И фонарики тоже. Нам очень повезло. Там было полдюжины и одна или две коробки с батарейками. Мы захватили и их, перелезли через забор, поднимая детей и лодки, и устремились вниз, в Копь.
Копь — просто место, где копали. Копали и рыли. Старая каменоломня, где добывали песчаник, наполовину заполненная оранжевой водой. Такой воды сколько угодно в каналах вокруг Уорсли — оксиды железа, отходы тяжелой промышленности.
Войдя в Копь, ты видишь дыру, вход в туннель. Закрытый воротами. Мы сорвали замок — я, Джин и Фрэнк Эмерсон, — стоя по грудь в воде. А затем залезли в лодки и проплыли сквозь ворота — во тьму.
Видите ли, Копь — это вход, сквозь который попадаешь в одно из громаднейших инженерных сооружений, созданных в эпоху промышленной революции.
Я уже говорил, что вся эта область была огромным угольным бассейном. А уголь надо было перевозить. А какая главная транспортная артерия была в те дни? Каналы.
Пройдя через Копь, ты оказываешься у края целой системы подземных каналов, тянущихся на сорок шесть миль. Простирающихся вниз на четыре уровня — все глубже, глубже, глубже… К галереям шахт. Вот куда мы направлялись. Глубоко под землю, в единственное безопасное место, которое пришло мне в голову.
И если вы такие умные, скажите, куда еще мы могли пойти.
Я знал, что Копь была закрыта из-за утечки угарного газа: он сочился из старых шахт. Но я возлагал надежду на то, что за это время он успел рассеяться. И даже если нет, газ лучше, чем лучевая болезнь. От угарного газа вы хмелеете, вас тошнит, вы теряете ориентацию, да, но в конце концов вы просто отключаетесь. Это лучше, чем другой вариант.

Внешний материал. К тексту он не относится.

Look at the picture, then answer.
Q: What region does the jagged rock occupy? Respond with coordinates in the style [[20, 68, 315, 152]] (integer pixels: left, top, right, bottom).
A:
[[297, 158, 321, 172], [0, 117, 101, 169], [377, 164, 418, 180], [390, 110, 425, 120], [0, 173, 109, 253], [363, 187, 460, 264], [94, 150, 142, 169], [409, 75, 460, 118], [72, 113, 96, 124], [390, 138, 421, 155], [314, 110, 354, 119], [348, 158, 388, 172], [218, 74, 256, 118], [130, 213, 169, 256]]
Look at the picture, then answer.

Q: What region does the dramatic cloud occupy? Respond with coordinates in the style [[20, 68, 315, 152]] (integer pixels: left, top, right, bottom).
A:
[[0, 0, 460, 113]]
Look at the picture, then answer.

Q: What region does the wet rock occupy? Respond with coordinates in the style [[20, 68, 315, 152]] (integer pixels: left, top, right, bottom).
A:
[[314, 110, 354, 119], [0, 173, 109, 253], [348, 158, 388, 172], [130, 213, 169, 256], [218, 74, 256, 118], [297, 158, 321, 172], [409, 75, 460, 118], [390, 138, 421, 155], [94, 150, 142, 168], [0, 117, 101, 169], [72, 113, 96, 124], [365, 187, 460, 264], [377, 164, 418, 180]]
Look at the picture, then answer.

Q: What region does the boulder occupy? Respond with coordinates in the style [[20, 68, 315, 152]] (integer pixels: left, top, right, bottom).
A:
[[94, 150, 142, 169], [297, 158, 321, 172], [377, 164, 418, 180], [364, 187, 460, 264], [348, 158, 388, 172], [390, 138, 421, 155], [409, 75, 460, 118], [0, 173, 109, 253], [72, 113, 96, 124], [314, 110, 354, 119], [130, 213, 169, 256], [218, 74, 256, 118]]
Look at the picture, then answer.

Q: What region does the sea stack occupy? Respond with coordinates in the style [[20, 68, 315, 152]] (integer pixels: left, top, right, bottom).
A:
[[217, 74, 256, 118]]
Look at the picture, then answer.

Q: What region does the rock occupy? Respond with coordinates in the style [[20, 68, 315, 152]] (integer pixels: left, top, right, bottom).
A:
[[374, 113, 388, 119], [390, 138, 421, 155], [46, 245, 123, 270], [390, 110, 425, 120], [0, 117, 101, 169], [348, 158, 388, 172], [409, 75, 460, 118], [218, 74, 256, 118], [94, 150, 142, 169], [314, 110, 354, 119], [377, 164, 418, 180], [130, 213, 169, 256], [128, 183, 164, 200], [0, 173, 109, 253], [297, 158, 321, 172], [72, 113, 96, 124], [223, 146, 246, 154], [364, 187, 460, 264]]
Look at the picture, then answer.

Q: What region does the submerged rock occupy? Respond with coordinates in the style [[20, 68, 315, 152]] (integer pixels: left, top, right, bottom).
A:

Итак, мы гребли, скоро свет исчез, и мы включили один из фонариков, чтобы хоть немного развеять тьму перед нами — так, по крайней мере, мы могли видеть, где тот ад, в который мы направляемся.
Секунду назад я пытался посмотреть на часы. Пустой экран. Конечно же. Они же электронные.
ЭМИ: электромагнитный импульс от взрыва. Он уничтожил их. Благодарение Богу, счетчик Гейгера еще работает. Сомневаюсь, что хоть у кого-то здесь есть механические часы. Единственный шанс уследить за ходом времени. В мобильниках тоже могут быть часы, но им настал конец по той же причине.
Итак, мы не можем измерить время. Все тот же бесконечный туннель и бесконечно повторяющаяся вариация той первой развилки. Туннель все тянется и тянется.
Возможно, мы будем плыть так вечно. Возможно, мы уже мертвы. Возможно, мы умерли там, в школе, или на пути в Копь, или в какой-то точке этого путешествия и просто видим посетившую нас в момент смерти последнюю галлюцинацию — растянувшуюся в бесконечность…
Такие мысли до добра не доведут. Я заставляю себя продолжать грести. Руки онемели. Влажный холод подземного воздуха вначале только покалывал, но потом, подобно туче муравьев-воинов, проел нас до костей — укус за укусом.
Воздух отравленный и спертый. Воспоминания о запахах скользят по моим нервам: только что окончившееся лето, прогулки в лугах, благоухание свежескошенной травы, цветы, наполняющие ароматом воздух — ласковый, чистый, прозрачный воздух.
Береги эти воспоминания, как сокровище, Пол. Вряд ли у тебя вновь появятся такие же.